Youth volunteers urged to be agents of change

The Inspector General of Police, Emmanuel K. Gasana, has challenged youth volunteers to be agents of change while addressing issues of crime to enhance national security.

Sunday, August 31, 2014

The Inspector General of Police, Emmanuel K. Gasana, has challenged youth volunteers to be agents of change while addressing issues of crime to enhance national security.

This was during his lecture to the 300 youth volunteers at the National Police College (NPC) in Musanze District, on Saturday.

The youth are undergoing 10-day crime prevention training course.

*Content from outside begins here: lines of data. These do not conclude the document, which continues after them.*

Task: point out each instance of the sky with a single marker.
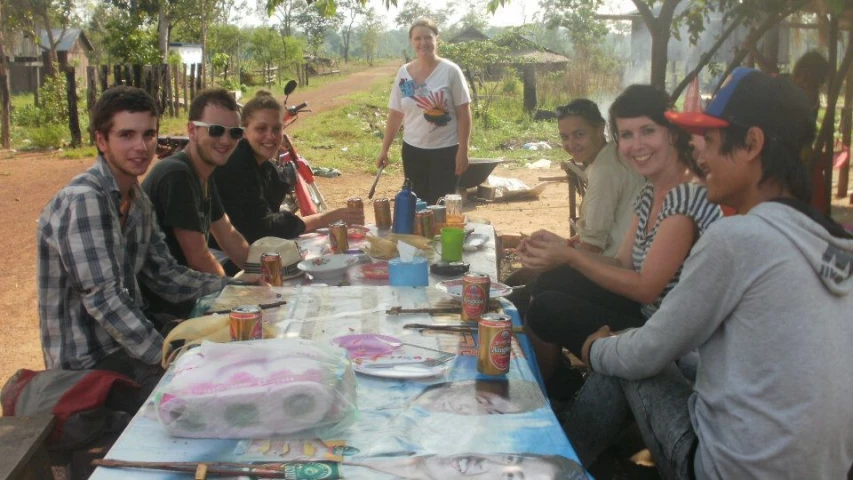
(516, 12)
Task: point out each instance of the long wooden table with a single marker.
(450, 426)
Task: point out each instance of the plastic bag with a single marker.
(258, 389)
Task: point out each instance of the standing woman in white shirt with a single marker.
(430, 100)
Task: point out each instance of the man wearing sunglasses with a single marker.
(184, 195)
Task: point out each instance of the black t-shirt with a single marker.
(180, 201)
(251, 195)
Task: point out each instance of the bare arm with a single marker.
(392, 126)
(463, 132)
(230, 240)
(350, 216)
(196, 252)
(675, 237)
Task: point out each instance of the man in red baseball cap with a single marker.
(764, 298)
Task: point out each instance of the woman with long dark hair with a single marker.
(670, 213)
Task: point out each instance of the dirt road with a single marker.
(29, 180)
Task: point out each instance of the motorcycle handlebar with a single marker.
(298, 108)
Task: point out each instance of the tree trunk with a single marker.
(163, 31)
(203, 67)
(73, 116)
(660, 41)
(707, 56)
(5, 100)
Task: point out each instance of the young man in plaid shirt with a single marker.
(98, 241)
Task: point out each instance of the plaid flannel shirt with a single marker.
(90, 303)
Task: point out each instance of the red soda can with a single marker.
(382, 212)
(494, 344)
(419, 222)
(475, 296)
(246, 323)
(338, 241)
(355, 202)
(271, 268)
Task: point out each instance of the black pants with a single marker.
(147, 376)
(432, 171)
(566, 308)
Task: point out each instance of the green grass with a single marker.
(350, 137)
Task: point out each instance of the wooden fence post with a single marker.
(176, 93)
(529, 76)
(104, 77)
(192, 81)
(91, 95)
(187, 98)
(166, 89)
(846, 125)
(138, 74)
(73, 117)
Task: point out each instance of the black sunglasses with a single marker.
(218, 130)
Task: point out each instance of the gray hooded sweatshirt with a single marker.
(766, 299)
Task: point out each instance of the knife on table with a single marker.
(375, 181)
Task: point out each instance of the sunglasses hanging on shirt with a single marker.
(216, 131)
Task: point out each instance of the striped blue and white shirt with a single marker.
(89, 267)
(689, 199)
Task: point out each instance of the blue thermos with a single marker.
(404, 209)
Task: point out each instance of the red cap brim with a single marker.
(695, 122)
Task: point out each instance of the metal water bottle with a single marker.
(404, 209)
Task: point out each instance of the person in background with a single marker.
(670, 214)
(185, 197)
(98, 242)
(809, 73)
(765, 298)
(607, 208)
(430, 100)
(251, 188)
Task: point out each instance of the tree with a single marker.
(581, 22)
(369, 35)
(32, 16)
(314, 19)
(352, 10)
(5, 99)
(414, 9)
(264, 48)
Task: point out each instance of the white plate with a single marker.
(327, 267)
(401, 371)
(454, 288)
(474, 242)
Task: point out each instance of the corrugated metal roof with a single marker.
(66, 42)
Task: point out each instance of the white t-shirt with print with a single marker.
(429, 109)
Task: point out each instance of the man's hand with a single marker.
(350, 216)
(587, 345)
(544, 250)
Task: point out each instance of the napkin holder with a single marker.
(408, 274)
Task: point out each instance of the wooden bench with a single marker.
(22, 451)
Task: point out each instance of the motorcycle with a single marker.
(304, 195)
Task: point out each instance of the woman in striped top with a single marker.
(670, 213)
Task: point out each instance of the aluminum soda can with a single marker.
(419, 222)
(475, 296)
(427, 221)
(355, 202)
(246, 323)
(271, 268)
(439, 212)
(494, 344)
(382, 212)
(338, 242)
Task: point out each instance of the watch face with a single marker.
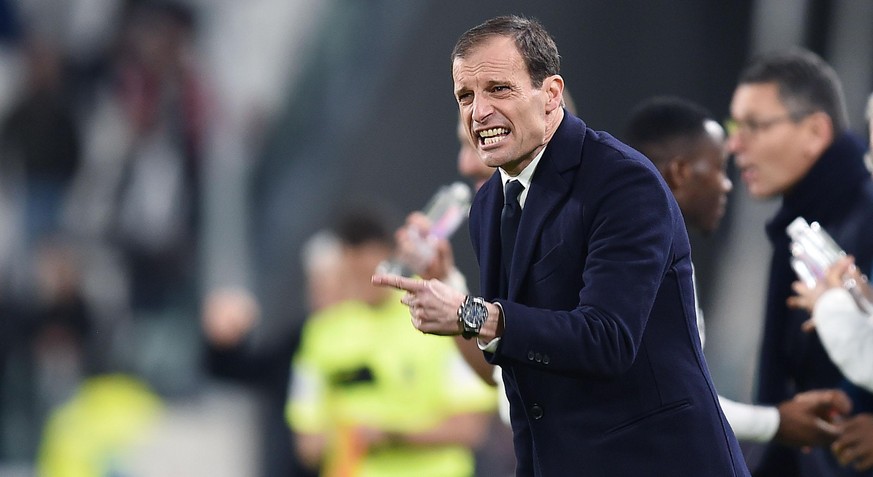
(473, 316)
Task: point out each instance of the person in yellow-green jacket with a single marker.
(373, 397)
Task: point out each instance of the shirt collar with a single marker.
(524, 177)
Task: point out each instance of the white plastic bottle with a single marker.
(813, 251)
(446, 211)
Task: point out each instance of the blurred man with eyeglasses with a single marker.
(789, 136)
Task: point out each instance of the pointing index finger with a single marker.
(398, 282)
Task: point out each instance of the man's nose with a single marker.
(482, 108)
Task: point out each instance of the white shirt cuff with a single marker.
(491, 346)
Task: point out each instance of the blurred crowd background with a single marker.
(154, 151)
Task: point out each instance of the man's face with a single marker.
(771, 150)
(702, 195)
(502, 113)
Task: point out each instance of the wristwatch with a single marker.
(472, 314)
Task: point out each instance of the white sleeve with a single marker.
(750, 422)
(847, 335)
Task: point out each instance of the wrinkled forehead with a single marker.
(494, 57)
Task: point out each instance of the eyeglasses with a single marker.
(751, 127)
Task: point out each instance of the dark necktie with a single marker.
(509, 219)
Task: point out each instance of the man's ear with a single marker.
(675, 173)
(820, 132)
(554, 89)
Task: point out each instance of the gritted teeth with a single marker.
(493, 135)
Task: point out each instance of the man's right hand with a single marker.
(808, 419)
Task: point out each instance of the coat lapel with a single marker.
(492, 205)
(550, 184)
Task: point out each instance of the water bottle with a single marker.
(446, 211)
(813, 251)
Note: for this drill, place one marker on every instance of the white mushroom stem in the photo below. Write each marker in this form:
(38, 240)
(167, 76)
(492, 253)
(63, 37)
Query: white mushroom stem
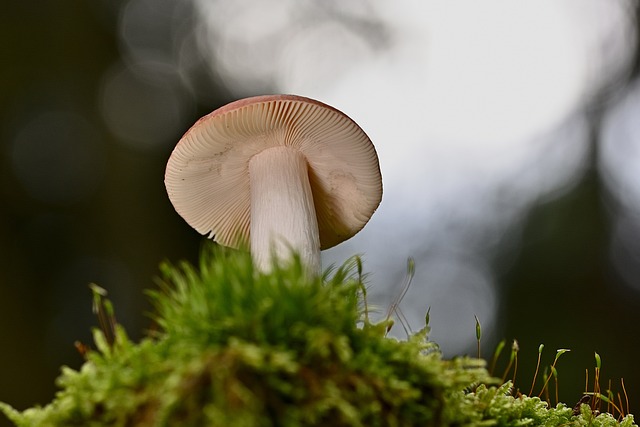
(283, 217)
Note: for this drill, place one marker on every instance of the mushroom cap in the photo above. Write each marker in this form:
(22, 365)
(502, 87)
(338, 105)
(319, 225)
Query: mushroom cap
(207, 175)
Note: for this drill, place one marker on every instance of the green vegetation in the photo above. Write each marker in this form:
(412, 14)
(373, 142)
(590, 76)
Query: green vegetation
(236, 347)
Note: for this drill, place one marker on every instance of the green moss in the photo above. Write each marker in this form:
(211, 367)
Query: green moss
(240, 348)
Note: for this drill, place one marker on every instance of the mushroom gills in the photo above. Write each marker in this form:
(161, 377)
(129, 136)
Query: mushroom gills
(283, 216)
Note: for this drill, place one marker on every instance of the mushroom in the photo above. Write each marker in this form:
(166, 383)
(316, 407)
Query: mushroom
(275, 173)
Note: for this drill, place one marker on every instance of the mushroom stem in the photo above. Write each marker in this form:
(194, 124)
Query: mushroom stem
(283, 217)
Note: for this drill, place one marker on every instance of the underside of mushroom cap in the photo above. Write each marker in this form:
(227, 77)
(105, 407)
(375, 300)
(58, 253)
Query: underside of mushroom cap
(207, 176)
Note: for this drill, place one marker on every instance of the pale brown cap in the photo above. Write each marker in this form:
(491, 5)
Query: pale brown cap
(207, 176)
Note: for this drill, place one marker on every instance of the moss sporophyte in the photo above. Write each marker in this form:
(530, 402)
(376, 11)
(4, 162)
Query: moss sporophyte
(236, 346)
(265, 339)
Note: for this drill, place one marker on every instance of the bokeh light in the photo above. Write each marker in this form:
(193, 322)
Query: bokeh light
(483, 114)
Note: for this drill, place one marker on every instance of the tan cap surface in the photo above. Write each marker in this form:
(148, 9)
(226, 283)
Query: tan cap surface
(207, 176)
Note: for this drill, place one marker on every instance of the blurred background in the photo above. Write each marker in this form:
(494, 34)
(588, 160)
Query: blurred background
(508, 136)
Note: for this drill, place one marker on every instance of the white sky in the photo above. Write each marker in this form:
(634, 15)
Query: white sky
(474, 109)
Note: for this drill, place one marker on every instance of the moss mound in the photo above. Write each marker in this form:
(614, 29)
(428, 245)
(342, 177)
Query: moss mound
(240, 348)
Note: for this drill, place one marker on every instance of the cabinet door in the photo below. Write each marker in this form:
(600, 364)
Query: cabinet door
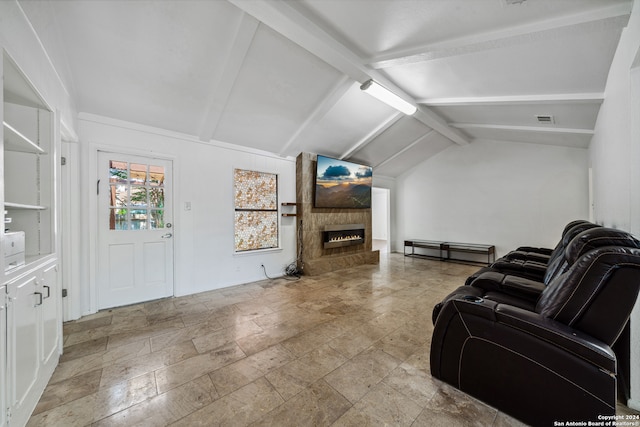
(3, 357)
(50, 315)
(24, 360)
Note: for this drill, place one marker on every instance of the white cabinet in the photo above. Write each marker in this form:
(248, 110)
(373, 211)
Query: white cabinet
(34, 337)
(31, 318)
(3, 356)
(24, 363)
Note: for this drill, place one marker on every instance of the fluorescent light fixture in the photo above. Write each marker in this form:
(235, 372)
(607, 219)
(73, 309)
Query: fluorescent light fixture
(388, 97)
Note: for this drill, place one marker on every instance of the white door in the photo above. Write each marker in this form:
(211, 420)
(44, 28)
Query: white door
(135, 237)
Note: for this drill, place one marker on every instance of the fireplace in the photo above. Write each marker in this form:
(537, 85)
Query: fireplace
(335, 236)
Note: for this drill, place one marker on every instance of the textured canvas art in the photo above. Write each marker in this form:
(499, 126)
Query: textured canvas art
(256, 210)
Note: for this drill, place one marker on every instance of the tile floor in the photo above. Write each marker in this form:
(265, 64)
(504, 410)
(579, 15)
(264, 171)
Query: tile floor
(349, 348)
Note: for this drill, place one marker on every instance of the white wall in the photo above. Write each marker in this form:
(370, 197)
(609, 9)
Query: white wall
(22, 44)
(615, 157)
(389, 184)
(203, 175)
(379, 213)
(506, 194)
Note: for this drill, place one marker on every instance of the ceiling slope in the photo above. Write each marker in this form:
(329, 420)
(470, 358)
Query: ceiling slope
(284, 76)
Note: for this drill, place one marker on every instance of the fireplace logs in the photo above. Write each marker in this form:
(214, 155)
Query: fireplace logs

The group has about 7, 000 members countrywide and engage in social schemes that support vulnerable communities and carry out crime prevention awareness programmes in schools and communities against drug abuse, corruption and gender and domestic violence, among others.

In his lecture, the Police Chief highlighted strategic key issues that affect national security such as enemy propaganda that manifests through negative ideology and some media platforms.

He pointed out the issues of crime trends, technological development, human insecurities, geopolitics and corruption as some of the emerging security threats.

Gasana also urged the youth on assets of strategic value, the rule of law and advised them to always work as a team for ‘together each achieves more.”

The volunteers were reminded that "a vision without execution is hallucination...and that this causes a wasted generation." 

The volunteers underwent training in various other civic education lectures that were delivered by several high government and academic personalities that 

included topics on Rwandan values, culture, self reliance, patriotism and the role of public in crime prevention campaigns.  

IGP Gasana cited cyber crimes, human trafficking and money laundering among the emerging crimes that he said need more organised techniques to prevent.

"We need to have a collective responsibility of crime prevention and the best way to go is to use community policing approach,” he noted.

The course participants vowed to be serious crime preventers in their communities and institutions of higher learning as they are all university students.

The youth volunteer training is expected to close tomorrow.